Oil and gas producer Tullow Oil (LSE: TLW.L – news) reported a $415 million pretax write-off in net exploration in the first half of 2014 after disappointing results in Mauritania, Ethiopia and Norway. The energy company is now counting on new drilling projects planned in Kenya and Ethiopia for this year and next to improve its exploration performance.
Despite poor drilling results in some areas, the Africa-focused explorer maintained its full-year production guidance of 79,000-85,000 barrels of oil equivalent per day.
Tullow also said production at its flagship Jubilee oil field in Ghana was expected to remain at 100,000 barrels of oil per day, while its TEN project in Ghana was on track for first oil deliveries in mid-2016.
Dry holes drilled in Mauritania, Ethiopia and Norway over the past 6 months and various licence cancellations forced Tullow to report the write-off in the first half of the year, amounting to $305 million after tax.
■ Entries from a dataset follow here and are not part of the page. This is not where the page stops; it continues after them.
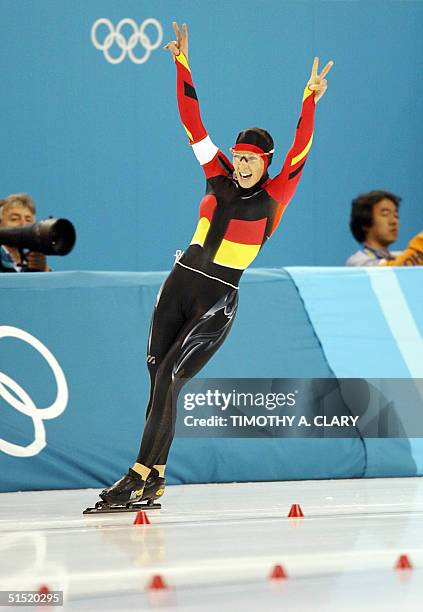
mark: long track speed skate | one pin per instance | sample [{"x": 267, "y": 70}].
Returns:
[{"x": 130, "y": 494}]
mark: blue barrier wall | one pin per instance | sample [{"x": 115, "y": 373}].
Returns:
[
  {"x": 299, "y": 323},
  {"x": 102, "y": 144}
]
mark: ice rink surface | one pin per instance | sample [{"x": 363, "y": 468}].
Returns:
[{"x": 216, "y": 545}]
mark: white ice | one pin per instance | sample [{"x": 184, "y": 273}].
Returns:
[{"x": 215, "y": 546}]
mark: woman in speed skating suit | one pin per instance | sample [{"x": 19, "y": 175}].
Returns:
[{"x": 196, "y": 305}]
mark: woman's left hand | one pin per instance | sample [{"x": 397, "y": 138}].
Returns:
[{"x": 317, "y": 82}]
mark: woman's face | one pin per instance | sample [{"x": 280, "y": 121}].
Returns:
[{"x": 249, "y": 168}]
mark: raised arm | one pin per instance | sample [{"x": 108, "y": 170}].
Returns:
[
  {"x": 212, "y": 160},
  {"x": 283, "y": 186}
]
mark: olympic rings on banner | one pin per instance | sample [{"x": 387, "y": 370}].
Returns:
[
  {"x": 18, "y": 398},
  {"x": 127, "y": 46}
]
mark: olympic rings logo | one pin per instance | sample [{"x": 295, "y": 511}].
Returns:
[
  {"x": 17, "y": 397},
  {"x": 127, "y": 46}
]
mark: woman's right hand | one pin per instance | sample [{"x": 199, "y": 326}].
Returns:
[{"x": 181, "y": 42}]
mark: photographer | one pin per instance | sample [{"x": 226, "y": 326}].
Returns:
[{"x": 15, "y": 210}]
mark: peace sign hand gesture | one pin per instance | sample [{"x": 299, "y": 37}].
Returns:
[
  {"x": 317, "y": 82},
  {"x": 181, "y": 42}
]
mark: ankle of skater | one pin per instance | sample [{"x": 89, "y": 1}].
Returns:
[
  {"x": 142, "y": 470},
  {"x": 160, "y": 469}
]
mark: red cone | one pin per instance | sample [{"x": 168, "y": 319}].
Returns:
[
  {"x": 278, "y": 573},
  {"x": 295, "y": 511},
  {"x": 141, "y": 518},
  {"x": 157, "y": 583},
  {"x": 403, "y": 563},
  {"x": 43, "y": 589}
]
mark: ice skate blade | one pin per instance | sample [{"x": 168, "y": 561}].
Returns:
[{"x": 103, "y": 508}]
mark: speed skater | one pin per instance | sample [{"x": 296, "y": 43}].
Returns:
[{"x": 196, "y": 306}]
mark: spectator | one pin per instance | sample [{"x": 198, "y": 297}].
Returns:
[
  {"x": 15, "y": 210},
  {"x": 375, "y": 224}
]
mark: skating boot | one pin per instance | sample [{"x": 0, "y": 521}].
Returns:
[
  {"x": 154, "y": 488},
  {"x": 126, "y": 495}
]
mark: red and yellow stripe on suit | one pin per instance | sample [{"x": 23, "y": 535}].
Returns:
[{"x": 234, "y": 224}]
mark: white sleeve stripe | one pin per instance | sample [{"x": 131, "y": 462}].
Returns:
[{"x": 204, "y": 150}]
It also expects a loss on disposals of $115 million over the same period.
“With potential basin-opening wells across the portfolio coming up in the second half of the year and strong revenue and cash flow, Tullow is in a strong position for the remainder of this year and into 2015,” said Chief Executive Aidan Heavey.
The company said gross first-half profit came to $650 million and revenue reached $1.3 billion, in line with the firm’s expectations for the year. Heavy also said Tullow’s asset disposal programme was making steady progress, with further deals expected to divest its remaining UK and Dutch North Sea portfolio.
Tullow sold some of its assets in the area to Faroe Petroleum in April for $75.6 million after struggling to attract buyers over the previous 18 months.